Artigo: Valorização dos policiais federais: por que precisamos?
*Luciano Leiro
A reestruturação das carreiras policiais ligadas ao Ministério da Justiça, incluída no orçamento para 2022, vem ocupando espaço central nas discussões em redes sociais e debates na imprensa. É compreensível que se queira discutir alterações orçamentárias tendo em vista a atual situação do país, contudo, não podemos deixar que uma visão simplista da gestão dos gastos públicos seja divulgada sem as devidas considerações.
Primeiramente, essa discussão só foi possível depois de uma luta contínua travada por servidores federais da segurança pública e suas respectivas entidades de classe. A dedicação em torno do tema, do Ministro da Justiça, do Diretor-Geral e de parlamentares, inclusive do relator, só existiu porque a medida é importante e urgente.
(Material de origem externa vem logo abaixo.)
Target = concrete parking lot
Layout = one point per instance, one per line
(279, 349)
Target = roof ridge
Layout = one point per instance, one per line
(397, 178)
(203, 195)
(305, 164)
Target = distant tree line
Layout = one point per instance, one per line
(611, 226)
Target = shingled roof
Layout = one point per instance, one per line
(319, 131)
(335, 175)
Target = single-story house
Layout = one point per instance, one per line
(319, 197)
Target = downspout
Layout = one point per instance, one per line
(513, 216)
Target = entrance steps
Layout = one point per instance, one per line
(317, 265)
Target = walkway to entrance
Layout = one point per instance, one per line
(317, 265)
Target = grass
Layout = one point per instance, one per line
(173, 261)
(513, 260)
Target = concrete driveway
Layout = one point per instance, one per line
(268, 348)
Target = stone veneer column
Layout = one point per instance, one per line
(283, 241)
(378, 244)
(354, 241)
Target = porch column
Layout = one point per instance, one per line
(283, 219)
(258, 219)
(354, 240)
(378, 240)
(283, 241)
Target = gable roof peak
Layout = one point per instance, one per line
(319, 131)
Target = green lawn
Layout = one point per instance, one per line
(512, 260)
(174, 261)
O próprio Presidente da República reconheceu publicamente que é fundamental corrigir as injustiças históricas que assolam a segurança pública, deixando claro o quanto é necessária e pertinente a valorização das carreiras policiais da União.
Nos últimos anos, categorias ligadas à segurança pública são as que mais amargaram derrotas, como por exemplo durante a reforma da previdência, onde havia um compromisso do governo federal de promover uma reestruturação em conjunto com as forças armadas, em razão das peculiaridades da profissão. Isso não ocorreu e inúmeros direitos foram perdidos.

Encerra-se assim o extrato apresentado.